Stellato-Dudek took the citizenship oath in 2024 alongside Deschamps, who was born in the Montreal suburb of Vaudreuil-Dorion.Christinne Muschi/The Canadian Press
The pair elected to compete for Canada as it appeared easier for Ms. Stellato-Dudek to obtain Canadian citizenship than the other way around – she took the oath a little more than a year ago – in time for the 2026 Olympics. (It is common in both pairs and ice dance for skaters from different countries to team up, because of the limited pool of high-level talent.)
By 2022, Ms. Stellato-Dudek and Mr. Deschamps reached the Canadian podium. They went on to win three national titles. Their ascent culminated in a victory at the world championship in 2024 when Ms. Stellato-Dudek was 40 years old – she is the oldest woman in history to achieve the feat.
However, they have had rocky moments since, including at the national championships last month, when they fell to silver. Still, the team – when healthy – is capable of achieving scores that would land them on the podium in Milan.
The muscular Mr. Deschamps and petite Ms. Stellato-Dudek are known for their striking positions and explosive elements. Their power is reminiscent of legendary Canadian pairs skaters Isabelle Brasseur and Lloyd Eisler, and in fact, the teams share a coach: Josée Picard.
In an interview last fall, Ms. Picard said Ms. Stellato-Dudek and Mr. Deschamps are captivating to watch not only because of their athleticism, but also their innovations. (In this season’s short program, Ms. Stellato-Dudek performs an assisted backflip, a move which only recently became legal and which no pairs team has ever performed at the Olympics.)
“They can do all the tricks that everybody in the world can do. They’re competitive. They were world champions,” she said. “But we have to take into account their age … We have to train in a different way. We practice smart. Concentrate more on quality rather than quantity.”
This means not drilling run-throughs of both programs multiple times a practice, which a younger team might do. Instead, they’ll focus on sections and isolated elements, Ms. Picard said. It’s a model that can make consistency harder, but it’s necessary to keep the duo healthy – and as Monday’s announcement about Ms. Stellato-Dudek’s injury shows, there are never guarantees.
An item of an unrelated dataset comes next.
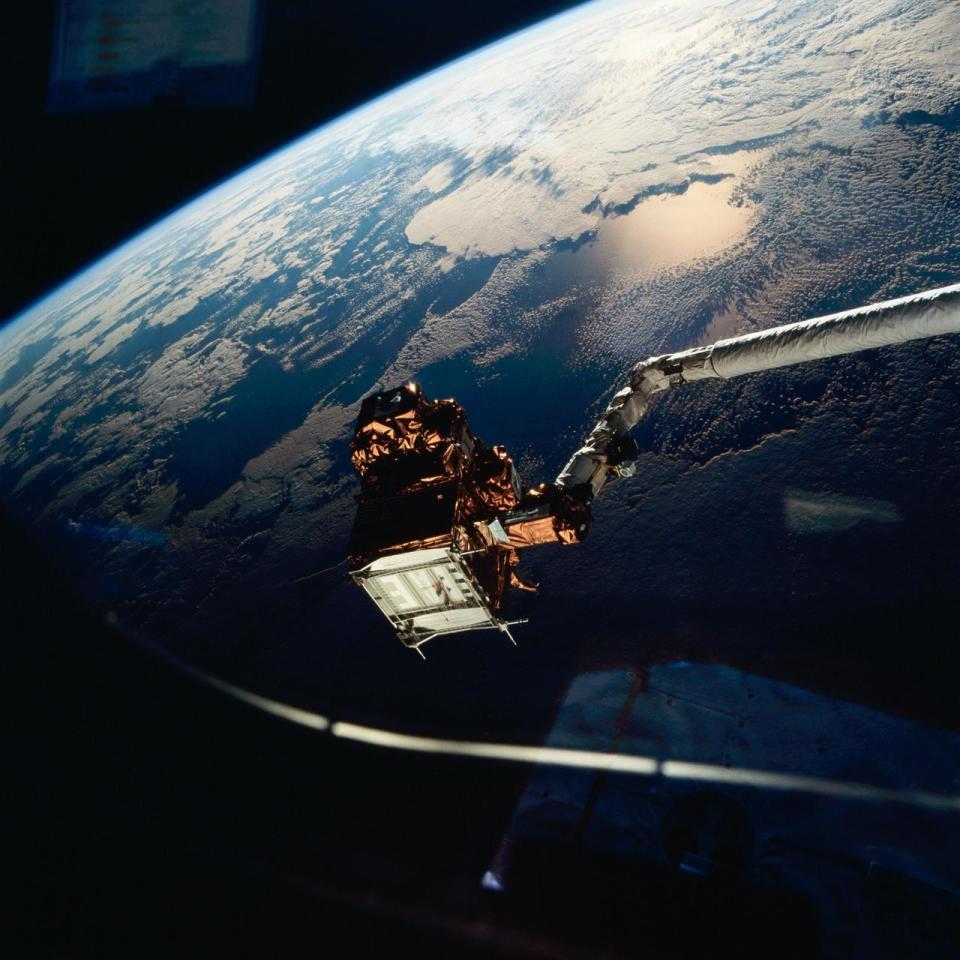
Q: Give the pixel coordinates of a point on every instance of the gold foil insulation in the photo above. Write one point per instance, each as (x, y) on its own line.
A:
(428, 481)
Still, it’s an example of how Ms. Stellato-Dudek, Mr. Deschamps and their coaching team are applying new research in athletic medicine to their training.
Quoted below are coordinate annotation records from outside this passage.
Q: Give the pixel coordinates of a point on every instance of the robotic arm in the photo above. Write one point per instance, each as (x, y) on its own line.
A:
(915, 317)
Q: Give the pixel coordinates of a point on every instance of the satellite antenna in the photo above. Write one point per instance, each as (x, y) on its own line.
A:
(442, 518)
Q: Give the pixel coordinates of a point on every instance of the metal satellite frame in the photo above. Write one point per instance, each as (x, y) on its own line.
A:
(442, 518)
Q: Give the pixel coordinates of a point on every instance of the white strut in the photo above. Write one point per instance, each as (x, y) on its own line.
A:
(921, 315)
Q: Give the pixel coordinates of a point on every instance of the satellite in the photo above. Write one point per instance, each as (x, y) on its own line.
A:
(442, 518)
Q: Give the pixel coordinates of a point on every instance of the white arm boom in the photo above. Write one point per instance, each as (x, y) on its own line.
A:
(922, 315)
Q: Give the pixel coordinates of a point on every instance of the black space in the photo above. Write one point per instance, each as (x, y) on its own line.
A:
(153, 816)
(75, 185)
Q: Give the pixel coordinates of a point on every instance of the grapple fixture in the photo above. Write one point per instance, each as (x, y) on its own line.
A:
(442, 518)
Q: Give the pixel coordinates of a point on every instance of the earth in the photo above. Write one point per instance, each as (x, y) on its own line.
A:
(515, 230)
Anna Erat, a world-renowned sports physician who specializes in preventive and longevity medicine, said quantum leaps in science have enabled many elite athletes to extend their careers.
Fifty years ago, she says, “the medical community, the sports community, thought: ‘The more the better. Push yourself to the limit and you’ll succeed.’ Today, we know we have to be as professional and systematic about the recovery as the training,” said Dr. Erat, who is based in Switzerland and consults for national-level athletes.
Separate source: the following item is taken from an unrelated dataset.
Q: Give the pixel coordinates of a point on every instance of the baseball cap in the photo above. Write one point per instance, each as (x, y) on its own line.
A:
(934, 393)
This includes feeding the body with the building blocks necessary to create a stage of healing called supercompensation, she said. When training hard, athletes will suffer micro-lesions – tiny tears – in their muscles. The goal is ensuring that when they heal, they come back stronger. Proper hydration, sleep and the right combination of amino acids from protein can speed this along.
It’s why Ms. Stellato-Dudek spends so much time tracking her diet.
“The hardest part of the comeback – it’s not skating. It’s not this backflip. It’s the off-ice stuff. Nobody wants to eat a boiled chicken breast," she said.
“But I do it. I do it out respect for myself, for Maxime, and really out of respect for the dream.”